In the big picture, the book is very well written and touches on some truly interesting philosophical questions. The premise of repeating life over and over and the recognition that small actions can have far reaching consequences is a good one, but to me it just seems this book went about things in all the wrong ways. There were characters that really had no place in the book (the fact that the midwife couldn't get there because of snow affected... nothing? Ben Cole was important... why? Character after character seems to only play a very minor role in ONE of her lives - Roland, for example). I just didn't see the point in a lot of the extra details.

We are invited to view the night of her birth over and over and over. After a while it just gets old. We get it. She dies and is reborn. I like that she (mostly) has no real concept of her "ability". Yet when she DOES choose to take her power into her own hands, that revelation is glossed over - you would think after sticking through life after life, the reader would be rewarded with Ursula's epiphany of why she keeps having these "leaking memories". But no. It's really only loosely addressed. She achieves her goal in the end, but then we are left hanging without knowing the result of that last, historically significant action. What, then, is the point?

As for character development, it really fell short. It all just felt a bit... shallow. I neither loved nor hated ANY of the characters. There were so many that were just superfluous. Ursula herself is held at a distance, and we never truly get to know her - especially since she's a bit of a different person in each life. Izzie might just be the best character of the novel, and she's but secondary. Hugh seems like a kind father, but he never does or says anything to prove that assumption. We are never told why Maurice is such an ass. In my opinion, there could have been fewer characters that were more fully developed and the story would have been better served.
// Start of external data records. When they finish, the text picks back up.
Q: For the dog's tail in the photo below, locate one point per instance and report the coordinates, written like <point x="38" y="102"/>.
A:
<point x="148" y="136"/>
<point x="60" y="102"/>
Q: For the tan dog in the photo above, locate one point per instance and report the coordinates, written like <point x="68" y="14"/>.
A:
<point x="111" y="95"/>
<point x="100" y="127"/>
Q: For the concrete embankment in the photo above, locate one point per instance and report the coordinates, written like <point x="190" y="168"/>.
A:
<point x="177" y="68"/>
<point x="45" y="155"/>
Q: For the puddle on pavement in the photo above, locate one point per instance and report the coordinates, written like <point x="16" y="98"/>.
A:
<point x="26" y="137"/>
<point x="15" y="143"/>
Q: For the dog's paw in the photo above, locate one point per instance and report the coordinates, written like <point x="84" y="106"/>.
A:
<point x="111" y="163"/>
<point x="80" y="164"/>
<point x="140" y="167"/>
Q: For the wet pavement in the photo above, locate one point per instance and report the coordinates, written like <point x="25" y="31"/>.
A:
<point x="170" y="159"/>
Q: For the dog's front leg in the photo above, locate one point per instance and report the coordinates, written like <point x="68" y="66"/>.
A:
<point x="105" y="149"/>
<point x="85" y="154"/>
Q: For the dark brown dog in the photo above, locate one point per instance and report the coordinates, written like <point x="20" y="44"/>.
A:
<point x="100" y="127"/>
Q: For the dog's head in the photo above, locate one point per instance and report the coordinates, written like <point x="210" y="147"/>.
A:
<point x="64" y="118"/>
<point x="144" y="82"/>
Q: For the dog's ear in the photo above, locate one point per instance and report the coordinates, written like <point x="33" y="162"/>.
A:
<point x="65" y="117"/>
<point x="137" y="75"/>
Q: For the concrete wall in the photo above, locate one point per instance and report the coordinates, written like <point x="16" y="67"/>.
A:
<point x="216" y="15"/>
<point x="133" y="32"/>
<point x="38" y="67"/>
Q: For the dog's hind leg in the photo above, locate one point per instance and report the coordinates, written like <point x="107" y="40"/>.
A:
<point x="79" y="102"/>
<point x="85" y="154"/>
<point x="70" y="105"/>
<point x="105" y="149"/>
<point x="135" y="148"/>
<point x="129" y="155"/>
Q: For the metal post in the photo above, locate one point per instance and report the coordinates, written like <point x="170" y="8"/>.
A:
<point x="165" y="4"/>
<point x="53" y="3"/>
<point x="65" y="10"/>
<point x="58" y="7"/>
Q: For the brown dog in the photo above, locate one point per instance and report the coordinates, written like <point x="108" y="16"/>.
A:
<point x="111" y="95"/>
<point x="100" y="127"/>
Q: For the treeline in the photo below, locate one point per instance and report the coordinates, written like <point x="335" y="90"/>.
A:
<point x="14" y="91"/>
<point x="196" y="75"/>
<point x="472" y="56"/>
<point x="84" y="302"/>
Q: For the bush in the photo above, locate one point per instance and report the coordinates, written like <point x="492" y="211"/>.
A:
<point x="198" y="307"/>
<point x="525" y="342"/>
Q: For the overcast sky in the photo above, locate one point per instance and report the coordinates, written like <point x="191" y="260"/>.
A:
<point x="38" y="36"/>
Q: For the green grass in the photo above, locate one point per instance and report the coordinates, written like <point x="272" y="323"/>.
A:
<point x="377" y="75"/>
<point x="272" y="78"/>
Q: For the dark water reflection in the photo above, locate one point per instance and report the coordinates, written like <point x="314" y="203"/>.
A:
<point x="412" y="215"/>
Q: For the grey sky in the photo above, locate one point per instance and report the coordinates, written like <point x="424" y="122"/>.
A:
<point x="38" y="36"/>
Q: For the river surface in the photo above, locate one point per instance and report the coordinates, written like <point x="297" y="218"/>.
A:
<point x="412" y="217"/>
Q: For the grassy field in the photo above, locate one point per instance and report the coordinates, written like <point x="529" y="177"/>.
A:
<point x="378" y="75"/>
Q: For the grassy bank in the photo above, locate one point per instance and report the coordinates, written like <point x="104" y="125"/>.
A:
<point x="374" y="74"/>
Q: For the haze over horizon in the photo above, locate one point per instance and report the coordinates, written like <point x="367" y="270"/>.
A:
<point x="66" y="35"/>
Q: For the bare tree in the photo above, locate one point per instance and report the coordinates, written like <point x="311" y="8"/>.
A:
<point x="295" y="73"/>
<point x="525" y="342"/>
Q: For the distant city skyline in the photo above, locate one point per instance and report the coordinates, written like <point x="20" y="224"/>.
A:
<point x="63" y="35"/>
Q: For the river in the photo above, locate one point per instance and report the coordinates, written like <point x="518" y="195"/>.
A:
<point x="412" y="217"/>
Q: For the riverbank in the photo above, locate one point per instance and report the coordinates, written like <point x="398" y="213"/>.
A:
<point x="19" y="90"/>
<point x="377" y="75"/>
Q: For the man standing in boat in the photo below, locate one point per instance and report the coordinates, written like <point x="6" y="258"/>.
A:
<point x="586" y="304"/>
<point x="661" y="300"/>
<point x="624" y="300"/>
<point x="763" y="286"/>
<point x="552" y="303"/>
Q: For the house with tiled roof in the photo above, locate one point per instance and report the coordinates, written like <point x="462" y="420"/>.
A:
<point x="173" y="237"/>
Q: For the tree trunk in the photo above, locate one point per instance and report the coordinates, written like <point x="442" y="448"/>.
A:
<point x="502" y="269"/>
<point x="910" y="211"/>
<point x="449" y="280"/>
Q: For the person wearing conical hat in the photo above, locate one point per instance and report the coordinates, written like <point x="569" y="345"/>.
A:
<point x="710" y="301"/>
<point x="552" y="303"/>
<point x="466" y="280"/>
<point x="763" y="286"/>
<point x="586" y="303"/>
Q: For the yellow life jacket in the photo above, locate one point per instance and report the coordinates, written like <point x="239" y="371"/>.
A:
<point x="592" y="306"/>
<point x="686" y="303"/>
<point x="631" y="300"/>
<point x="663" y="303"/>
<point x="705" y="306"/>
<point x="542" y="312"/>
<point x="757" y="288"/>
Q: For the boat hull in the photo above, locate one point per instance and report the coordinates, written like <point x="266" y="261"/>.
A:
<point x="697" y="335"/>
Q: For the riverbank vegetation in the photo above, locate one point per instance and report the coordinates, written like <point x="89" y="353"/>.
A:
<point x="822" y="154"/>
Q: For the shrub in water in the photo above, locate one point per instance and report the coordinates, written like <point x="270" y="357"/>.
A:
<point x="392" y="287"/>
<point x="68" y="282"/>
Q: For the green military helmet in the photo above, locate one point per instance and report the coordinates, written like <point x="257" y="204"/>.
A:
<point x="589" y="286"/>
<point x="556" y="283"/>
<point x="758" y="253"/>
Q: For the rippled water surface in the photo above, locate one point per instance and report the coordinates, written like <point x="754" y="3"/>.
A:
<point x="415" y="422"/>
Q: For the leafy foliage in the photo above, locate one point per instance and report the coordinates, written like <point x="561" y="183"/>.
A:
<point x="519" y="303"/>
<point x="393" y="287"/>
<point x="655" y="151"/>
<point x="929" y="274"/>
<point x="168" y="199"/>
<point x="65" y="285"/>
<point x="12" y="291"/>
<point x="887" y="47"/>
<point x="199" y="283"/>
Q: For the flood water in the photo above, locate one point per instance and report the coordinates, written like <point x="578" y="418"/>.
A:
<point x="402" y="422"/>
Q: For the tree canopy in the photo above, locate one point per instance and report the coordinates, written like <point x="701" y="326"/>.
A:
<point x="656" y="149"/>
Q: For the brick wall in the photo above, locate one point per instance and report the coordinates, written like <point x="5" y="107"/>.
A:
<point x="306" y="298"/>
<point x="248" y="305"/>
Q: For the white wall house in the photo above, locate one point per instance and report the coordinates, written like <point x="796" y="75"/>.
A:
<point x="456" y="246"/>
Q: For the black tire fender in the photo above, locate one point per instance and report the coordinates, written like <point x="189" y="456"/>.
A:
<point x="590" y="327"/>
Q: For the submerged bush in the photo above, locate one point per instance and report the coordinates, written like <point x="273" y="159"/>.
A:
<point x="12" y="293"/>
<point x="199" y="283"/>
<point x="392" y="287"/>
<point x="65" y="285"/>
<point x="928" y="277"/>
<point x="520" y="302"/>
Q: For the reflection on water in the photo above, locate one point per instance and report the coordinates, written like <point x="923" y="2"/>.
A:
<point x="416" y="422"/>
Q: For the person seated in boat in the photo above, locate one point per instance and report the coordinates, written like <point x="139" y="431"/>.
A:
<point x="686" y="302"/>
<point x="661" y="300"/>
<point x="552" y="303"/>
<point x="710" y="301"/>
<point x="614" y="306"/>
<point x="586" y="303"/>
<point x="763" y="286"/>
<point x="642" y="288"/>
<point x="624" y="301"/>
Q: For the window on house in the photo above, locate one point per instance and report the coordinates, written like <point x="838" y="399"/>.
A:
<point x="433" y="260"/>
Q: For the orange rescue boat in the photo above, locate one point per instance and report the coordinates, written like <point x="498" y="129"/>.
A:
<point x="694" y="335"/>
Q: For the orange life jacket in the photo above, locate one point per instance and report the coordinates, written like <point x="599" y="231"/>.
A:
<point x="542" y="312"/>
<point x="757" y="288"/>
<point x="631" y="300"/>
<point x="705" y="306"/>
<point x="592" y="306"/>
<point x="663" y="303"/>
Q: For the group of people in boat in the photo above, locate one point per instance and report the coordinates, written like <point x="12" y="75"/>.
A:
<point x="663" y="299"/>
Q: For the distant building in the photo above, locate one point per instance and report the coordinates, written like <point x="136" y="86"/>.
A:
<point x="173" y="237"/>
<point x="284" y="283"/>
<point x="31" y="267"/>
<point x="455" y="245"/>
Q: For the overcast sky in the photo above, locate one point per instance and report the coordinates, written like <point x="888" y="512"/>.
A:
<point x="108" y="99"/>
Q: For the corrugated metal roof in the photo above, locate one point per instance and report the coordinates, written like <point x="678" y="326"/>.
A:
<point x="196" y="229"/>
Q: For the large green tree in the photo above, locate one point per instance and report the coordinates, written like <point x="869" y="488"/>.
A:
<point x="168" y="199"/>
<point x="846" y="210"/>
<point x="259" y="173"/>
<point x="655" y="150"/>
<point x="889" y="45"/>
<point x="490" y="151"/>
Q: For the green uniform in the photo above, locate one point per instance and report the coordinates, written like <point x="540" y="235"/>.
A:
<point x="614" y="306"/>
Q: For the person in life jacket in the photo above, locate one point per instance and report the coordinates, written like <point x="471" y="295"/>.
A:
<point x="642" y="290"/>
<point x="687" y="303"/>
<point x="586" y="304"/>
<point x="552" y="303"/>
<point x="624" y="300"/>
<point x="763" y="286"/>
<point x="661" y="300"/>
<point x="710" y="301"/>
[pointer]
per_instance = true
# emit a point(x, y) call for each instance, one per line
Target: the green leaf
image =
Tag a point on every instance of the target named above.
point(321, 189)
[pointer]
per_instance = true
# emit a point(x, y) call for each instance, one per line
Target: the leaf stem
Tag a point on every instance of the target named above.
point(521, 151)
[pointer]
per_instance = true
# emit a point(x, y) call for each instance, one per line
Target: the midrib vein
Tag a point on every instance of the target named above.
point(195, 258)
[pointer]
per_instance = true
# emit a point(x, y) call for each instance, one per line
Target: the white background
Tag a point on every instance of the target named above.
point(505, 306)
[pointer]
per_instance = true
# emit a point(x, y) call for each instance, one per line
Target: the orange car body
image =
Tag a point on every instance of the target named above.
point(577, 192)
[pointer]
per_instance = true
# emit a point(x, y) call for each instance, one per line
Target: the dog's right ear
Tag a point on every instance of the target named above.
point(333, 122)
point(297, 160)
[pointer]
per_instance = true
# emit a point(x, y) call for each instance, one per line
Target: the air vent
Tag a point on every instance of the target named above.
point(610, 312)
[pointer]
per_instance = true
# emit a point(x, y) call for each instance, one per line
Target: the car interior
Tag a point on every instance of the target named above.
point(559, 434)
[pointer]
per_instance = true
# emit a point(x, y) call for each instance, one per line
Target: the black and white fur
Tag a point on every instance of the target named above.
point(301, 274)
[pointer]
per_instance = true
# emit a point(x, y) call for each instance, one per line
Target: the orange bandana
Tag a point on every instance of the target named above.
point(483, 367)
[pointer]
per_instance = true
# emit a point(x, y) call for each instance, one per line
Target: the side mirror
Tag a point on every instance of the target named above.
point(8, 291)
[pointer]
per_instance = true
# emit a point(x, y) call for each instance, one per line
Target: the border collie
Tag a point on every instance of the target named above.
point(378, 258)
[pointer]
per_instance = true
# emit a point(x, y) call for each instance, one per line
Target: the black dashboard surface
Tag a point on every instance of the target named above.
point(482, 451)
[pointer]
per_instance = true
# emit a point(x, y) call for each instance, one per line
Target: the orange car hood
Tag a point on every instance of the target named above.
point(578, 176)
Where the book shines is in the areas OUTSIDE the pages - when the reader can imagine what is going on in these oft repeated lives, and the philosophies this book leads one to ponder. Unfortunately, this area is outside of the author's direct control and as such, really has no bearing on the overall review of the book itself. There were several bomb scenes that were quite compelling, and I have no arguments with the author's talent with turning a phrase. But it just had me puzzled throughout the entire book, as I kept waiting for some significant plot twists and was left wanting.